The photo below was taken in our field of radishes and turnips on Wednesday, two full days after our last rain shower. As you can see, the wheel tracks where the tractor has driven still contain streams of water draining down from the mountain to the east of the fields. The small seedlings attempting to grow there are turning yellow and their growth has slowed remarkably. I knew it had something to do with all the wet soil, but the specific biochemical reasons I couldn't explain. So I did some research.
As explained by Vegetable Growers News, "In flooded soils, the oxygen concentration drops to near zero within 24 hours because water replaces most of the air in the soil pore space. Oxygen diffuses much more slowly in water filled pores than in open pores. Roots need oxygen to respire and have normal cell activity. When any remaining oxygen is used up by the roots in flooded or waterlogged soils, they will cease to function normally. Therefore, mineral nutrient uptake and water uptake are reduced or stopped in flooded conditions (plants will often wilt in flooded conditions because roots have shut down). There is also a buildup of ethylene in flooded soils, the plant hormone that in excess amounts can cause leaf drop and premature senescence."
After another ten days of frequent showers and infrequent sun, I noticed this wilting phenomenon on our kale as soon as the sun came out and temperatures warmed up on Tuesday.

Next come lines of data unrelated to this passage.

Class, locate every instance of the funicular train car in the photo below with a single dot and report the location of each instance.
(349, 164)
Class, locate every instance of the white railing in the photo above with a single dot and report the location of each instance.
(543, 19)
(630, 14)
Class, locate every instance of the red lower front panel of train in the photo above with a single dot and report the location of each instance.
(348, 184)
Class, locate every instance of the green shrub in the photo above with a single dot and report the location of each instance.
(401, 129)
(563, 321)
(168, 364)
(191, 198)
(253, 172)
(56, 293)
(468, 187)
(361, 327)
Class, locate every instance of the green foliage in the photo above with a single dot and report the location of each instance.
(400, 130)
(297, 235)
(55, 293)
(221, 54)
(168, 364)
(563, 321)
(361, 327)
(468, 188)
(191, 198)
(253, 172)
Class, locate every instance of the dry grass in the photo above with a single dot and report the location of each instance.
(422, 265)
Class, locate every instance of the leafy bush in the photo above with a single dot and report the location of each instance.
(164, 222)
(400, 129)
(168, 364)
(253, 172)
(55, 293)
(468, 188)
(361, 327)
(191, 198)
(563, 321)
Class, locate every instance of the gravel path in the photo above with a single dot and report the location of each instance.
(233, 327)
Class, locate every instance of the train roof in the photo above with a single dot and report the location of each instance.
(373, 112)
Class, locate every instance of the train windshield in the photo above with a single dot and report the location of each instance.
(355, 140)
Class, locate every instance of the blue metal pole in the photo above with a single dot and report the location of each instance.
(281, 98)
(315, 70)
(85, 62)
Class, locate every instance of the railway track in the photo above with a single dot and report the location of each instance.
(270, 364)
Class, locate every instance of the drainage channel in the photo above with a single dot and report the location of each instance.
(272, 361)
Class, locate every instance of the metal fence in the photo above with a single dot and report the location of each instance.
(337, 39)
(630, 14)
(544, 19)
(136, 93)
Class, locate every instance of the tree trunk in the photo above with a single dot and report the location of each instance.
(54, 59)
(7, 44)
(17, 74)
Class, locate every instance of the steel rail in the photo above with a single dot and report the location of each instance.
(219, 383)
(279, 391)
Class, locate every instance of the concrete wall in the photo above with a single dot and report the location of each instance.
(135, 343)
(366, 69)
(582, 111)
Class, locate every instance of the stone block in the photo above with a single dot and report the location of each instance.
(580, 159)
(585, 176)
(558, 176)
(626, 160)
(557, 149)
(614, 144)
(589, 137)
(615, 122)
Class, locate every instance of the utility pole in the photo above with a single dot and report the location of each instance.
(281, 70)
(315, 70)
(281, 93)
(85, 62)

Our eggplants are exhibiting the signs of premature senescence with leaves turning yellow and dropping to the ground. Of course a plant can't produce abundant tasty fruits without its leaves!

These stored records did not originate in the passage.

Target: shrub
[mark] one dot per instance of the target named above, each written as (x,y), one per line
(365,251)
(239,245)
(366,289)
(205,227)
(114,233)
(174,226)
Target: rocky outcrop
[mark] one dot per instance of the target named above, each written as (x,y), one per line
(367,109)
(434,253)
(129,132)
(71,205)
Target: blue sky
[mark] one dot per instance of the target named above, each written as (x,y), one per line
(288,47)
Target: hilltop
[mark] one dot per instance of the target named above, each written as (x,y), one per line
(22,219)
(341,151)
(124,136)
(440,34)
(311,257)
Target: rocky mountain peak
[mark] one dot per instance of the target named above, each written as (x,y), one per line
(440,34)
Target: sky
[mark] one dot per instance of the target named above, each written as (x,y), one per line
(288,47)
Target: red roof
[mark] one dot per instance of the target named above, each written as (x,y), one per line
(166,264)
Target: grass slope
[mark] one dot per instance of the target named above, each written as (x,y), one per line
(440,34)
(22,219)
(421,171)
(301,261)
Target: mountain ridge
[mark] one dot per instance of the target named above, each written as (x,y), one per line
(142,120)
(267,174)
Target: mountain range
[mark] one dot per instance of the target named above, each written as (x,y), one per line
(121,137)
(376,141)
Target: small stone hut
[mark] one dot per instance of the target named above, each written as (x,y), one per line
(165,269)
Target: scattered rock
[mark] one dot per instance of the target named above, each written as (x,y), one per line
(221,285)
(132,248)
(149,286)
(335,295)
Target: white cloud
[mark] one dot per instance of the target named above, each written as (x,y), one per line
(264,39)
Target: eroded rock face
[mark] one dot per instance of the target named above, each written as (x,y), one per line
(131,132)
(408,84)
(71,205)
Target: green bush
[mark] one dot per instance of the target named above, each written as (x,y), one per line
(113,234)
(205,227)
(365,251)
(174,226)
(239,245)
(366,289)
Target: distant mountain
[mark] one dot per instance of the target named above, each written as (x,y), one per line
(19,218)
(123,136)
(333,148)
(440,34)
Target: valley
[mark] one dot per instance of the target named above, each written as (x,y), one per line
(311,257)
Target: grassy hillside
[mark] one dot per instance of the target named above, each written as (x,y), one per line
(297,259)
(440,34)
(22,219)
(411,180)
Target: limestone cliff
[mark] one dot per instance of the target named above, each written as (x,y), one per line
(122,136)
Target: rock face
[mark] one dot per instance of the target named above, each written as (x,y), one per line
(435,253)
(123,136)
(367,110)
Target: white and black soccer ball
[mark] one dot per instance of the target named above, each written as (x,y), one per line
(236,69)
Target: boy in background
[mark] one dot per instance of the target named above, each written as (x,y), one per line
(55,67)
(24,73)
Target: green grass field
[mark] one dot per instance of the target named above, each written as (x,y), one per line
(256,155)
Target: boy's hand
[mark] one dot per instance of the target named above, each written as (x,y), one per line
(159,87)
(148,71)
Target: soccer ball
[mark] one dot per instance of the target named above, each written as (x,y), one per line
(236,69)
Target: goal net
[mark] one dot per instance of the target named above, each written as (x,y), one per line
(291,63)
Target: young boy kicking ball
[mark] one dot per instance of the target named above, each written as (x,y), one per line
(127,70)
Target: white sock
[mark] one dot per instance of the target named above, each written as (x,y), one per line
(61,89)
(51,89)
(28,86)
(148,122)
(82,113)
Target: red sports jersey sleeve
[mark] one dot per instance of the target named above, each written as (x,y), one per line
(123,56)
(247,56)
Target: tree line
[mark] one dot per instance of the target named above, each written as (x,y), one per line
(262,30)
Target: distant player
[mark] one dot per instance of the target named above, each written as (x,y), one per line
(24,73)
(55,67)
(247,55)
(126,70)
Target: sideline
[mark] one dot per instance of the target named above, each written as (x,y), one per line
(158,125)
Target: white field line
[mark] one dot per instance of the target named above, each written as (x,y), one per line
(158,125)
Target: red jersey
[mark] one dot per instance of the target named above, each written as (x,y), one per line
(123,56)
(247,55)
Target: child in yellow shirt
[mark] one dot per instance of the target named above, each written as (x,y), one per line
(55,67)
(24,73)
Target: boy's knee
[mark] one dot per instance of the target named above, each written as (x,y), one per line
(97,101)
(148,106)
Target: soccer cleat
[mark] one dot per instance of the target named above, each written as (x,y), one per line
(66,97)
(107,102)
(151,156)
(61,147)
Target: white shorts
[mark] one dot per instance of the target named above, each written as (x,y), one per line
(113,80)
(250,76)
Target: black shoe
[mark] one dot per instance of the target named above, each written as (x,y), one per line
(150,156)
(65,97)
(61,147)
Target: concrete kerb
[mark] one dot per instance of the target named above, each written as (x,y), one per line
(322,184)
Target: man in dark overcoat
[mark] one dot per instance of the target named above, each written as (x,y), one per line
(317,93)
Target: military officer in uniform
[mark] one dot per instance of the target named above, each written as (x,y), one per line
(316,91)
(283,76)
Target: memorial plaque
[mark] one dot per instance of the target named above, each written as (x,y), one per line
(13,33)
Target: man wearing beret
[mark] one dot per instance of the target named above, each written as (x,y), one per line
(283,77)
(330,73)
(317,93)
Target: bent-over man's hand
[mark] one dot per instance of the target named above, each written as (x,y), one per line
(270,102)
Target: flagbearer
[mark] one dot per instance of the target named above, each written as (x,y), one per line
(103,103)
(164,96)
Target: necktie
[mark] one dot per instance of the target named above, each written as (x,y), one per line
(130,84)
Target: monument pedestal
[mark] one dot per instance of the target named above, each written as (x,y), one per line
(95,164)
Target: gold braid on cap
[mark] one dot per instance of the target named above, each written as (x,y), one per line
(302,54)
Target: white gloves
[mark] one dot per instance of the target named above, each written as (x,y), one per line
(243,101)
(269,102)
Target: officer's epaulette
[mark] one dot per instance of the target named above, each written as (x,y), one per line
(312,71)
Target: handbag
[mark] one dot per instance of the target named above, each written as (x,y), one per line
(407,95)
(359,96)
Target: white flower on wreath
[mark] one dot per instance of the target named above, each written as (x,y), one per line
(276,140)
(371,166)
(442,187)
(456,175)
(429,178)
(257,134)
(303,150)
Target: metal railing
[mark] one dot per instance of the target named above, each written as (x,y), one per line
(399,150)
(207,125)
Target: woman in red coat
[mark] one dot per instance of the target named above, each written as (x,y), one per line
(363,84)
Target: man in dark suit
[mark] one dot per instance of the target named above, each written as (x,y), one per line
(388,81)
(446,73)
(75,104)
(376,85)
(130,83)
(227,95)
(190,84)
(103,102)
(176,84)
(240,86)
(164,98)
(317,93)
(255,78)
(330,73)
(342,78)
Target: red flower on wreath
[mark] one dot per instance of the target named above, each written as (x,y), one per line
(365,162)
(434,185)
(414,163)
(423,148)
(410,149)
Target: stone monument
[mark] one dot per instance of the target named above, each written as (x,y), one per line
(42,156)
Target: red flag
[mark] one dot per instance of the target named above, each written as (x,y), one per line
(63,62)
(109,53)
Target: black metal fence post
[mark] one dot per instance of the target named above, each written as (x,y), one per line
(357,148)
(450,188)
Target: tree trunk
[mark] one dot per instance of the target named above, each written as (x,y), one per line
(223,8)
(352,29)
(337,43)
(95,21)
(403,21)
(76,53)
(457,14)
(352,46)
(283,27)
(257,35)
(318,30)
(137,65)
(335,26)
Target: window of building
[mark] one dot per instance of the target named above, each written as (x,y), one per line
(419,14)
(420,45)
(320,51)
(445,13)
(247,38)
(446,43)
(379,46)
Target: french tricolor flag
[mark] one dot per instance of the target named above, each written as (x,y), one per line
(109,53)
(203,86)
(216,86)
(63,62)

"Climate scientists predict that extreme weather events will become more common in the mid-atlantic over the next several decades. This will present additional challenges for vegetable growers related to flooding, wet weather diseases, nutrient losses, ability to do timely harvests, field compaction, and resulting crop losses."
Last week while driving the farm truck between fields I caught on the radio an episode of Science Friday with an agriculture scientist and microbiologist discussing the "imperative of the soil." We are all taught in school the importance of protecting the environment to maintain clean air and water. The importance of soil, and the dire consequences of soil loss across the planet, are less recognized. As climate change alters rainfall patterns and exacerbates extreme weather events, soil loss due to erosion will increase and the productive quality of soils will be reduced by the physical and chemical affects of too much moisture. Additionally, increasing temperatures are changing the soil micro-biology and carbon-holding capacity of soils. Now, more than ever, it is imperative that we develop and implement agriculture practices that balance crop production with soil protection. Doing so profitably has always been a challenge and will only become more difficult as climate change takes its toll. Its certainly going to require adaptation at the farm level, and also among consumers of fresh food. We can't do it without you!